I keep hearing that if you want your kids to be respectful to treat them with respect. I try, but am apparently not doing a very good job, so what are some ways you can show your children respect?
I thought this was a great question and it really got my wheels turning! I've had very little problem through the years with my children treating me disrespectfully. It's not for a lack of children -- I have ten! And it's not because I don't have teenagers -- sadly, I only have two children left who are younger than 13! The rest are in their teens or twenties!
So, I began to ponder -- how have I managed to avoid this rampant, runaway problem of children disrespecting their parents?
First of all, my husband and I treat each other with respect, which I think is huge. We don't yell at each other, hit each other, belittle each other, or call each other names! We just don't! That sets the tone for the home - we are building our house on a foundation of respect!
Secondly, I've tried to monitor the influences on my children through the years, and for the most part, I've not let them watch movies or TV shows where the children treat their parents with disrespect (and get away with it), and I've steered them away from friendships with disrespectful kids.
Thirdly, we model respect for those in authority. I'm not saying that we've never pushed a speed limit, rolled through a stop sign, or participated in president-bashing, but in general we obey rules and show respect for those in authority.
Fourthly, we've taught our children what the Bible says about children respecting their parents (which, as you'll notice, includes instructions for the parents!):
Children, obey your parents in the Lord: for this is right.
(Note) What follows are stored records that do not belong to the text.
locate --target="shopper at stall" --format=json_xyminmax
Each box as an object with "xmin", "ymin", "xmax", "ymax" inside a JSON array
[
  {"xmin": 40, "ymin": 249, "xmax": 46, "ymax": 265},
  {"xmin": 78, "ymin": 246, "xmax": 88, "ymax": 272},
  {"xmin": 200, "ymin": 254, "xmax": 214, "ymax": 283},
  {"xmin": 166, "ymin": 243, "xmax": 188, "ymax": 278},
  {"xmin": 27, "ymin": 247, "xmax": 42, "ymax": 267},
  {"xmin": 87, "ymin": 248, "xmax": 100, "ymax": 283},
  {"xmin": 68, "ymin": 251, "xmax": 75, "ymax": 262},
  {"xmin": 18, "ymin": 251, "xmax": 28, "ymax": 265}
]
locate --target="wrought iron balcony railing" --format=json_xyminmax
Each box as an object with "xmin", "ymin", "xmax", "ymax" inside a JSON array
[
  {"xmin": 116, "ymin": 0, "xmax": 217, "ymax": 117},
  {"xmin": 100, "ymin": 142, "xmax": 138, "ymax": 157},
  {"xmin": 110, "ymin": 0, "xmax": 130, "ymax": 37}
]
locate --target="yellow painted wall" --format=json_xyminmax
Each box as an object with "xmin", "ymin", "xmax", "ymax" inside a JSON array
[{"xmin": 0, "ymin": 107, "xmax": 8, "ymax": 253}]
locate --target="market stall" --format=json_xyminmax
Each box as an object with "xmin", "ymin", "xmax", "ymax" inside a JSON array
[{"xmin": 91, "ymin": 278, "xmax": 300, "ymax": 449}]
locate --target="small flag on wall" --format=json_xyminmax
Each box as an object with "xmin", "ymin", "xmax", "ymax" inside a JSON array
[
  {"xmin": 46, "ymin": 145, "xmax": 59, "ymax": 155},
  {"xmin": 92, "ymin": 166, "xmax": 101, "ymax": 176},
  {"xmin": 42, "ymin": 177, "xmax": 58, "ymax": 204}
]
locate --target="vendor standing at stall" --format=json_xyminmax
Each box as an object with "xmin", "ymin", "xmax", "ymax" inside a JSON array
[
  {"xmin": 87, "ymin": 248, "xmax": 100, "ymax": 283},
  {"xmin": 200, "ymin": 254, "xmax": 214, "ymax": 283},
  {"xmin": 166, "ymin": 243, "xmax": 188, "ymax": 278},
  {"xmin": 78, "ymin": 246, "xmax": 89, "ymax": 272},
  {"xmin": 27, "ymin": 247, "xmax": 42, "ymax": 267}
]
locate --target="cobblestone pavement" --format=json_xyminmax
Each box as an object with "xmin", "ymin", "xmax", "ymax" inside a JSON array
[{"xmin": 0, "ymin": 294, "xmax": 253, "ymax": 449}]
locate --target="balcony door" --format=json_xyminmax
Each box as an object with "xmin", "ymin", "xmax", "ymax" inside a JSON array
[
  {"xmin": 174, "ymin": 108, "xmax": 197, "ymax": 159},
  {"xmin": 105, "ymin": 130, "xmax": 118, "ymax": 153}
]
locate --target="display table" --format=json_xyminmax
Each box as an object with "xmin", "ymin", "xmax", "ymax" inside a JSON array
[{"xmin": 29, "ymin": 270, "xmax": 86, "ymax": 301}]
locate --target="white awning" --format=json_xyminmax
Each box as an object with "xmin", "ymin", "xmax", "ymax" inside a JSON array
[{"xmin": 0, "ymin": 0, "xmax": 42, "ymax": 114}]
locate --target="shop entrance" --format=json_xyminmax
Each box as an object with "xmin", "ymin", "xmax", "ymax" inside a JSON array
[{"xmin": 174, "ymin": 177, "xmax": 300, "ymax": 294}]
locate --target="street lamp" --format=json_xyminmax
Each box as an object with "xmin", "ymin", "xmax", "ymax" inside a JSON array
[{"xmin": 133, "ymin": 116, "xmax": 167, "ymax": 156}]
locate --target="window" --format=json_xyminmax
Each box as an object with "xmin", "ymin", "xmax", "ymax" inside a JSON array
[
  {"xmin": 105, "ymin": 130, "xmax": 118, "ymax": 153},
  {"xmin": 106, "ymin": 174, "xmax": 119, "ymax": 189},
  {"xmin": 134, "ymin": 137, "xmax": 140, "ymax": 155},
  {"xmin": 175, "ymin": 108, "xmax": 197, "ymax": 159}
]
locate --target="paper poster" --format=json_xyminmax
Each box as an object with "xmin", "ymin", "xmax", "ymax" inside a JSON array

Honour thy father and mother; (which is the first commandment with promise;) That it may be well with thee, and thou mayest live long on the earth. And, ye fathers, provoke not your children to wrath: but bring them up in the nurture and admonition of the Lord. ~ Ephesians 6:1-4
Finally, we just didn't allow disrespect. From a young age, our children were disciplined for telling us, "No!" or for hitting us. So, they learned from the beginning that this was not acceptable behavior. As they got older, they were swiftly reprimanded and/or punished for arguing with us, yelling at us, using a disrespectful tone of voice, or "backtalking." If my husband was around, and I was too tired or distracted or overwhelmed to notice a child speaking to me disrespectfully, he always stepped in and let them know in no uncertain terms that he would not tolerate them disrespecting their mother!! That is HUGE!
If your home is not built on a foundation of respect, it will be next to impossible to really instill respect in your children! So, I'd work on the foundation first. However, once you have that foundation of mutual respect in place, it's important to build a framework by teaching principles of respect and modeling respect for others. Then, you can build on your framework by treating your children with respect.
Twenty Ways to Treat Your Children with Respect:
- Show them that you value them by spending time with them.
- Value their opinions, even when they differ from your own.
- Have realistic expectations of them. (Don't expect perfection!)
- Set reasonable boundaries for behavior and enforce them consistently.
- Speak to your children in a kind, respectful tone of voice.
- Never yell (or curse) at them! (Being yelled at is very demeaning!)
- Don't call them unkind names or belittle them!
- Hold the sarcasm!
- Don't correct them in public or in front of their friends.
- Refrain from punishing them excessively, harshly or in anger.
- Avoid threats that you never back up with consequences.
- Give them a ten-minute warning before they have to clean up, go to bed, come inside, go home, etc., so they can prepare themselves mentally.
- When possible, allow them to finish a game, a chapter in a book, or a TV show before coming to complete a chore for you (unless it was something they left uncompleted and you're teaching them responsibility).
- Treat their possessions with respect - don't throw away their "treasures" or sell their favorite toys on EBay when they aren't looking.
- Show respect for their creations - don't make fun of their drawings or throw away their artwork. (At least let some time pass and do it inconspicuously!) And don't smash their Lego creations that took them hours to build!
- Don't make fun of their childish hurts and disappointments; instead, enter into their hurts and treat them with sympathy and compassion.
- Praise them and believe in them.
- Don't squash their dreams.
- Forgive; show grace; allow do-overs.
- Make them feel a valuable part of the family, with opinions that count, gifts and abilities that matter, and responsibilities that the family counts on to be completed.
In short, put yourself in their place and treat them the way you would want to be treated if you were them. That's respect in a nutshell.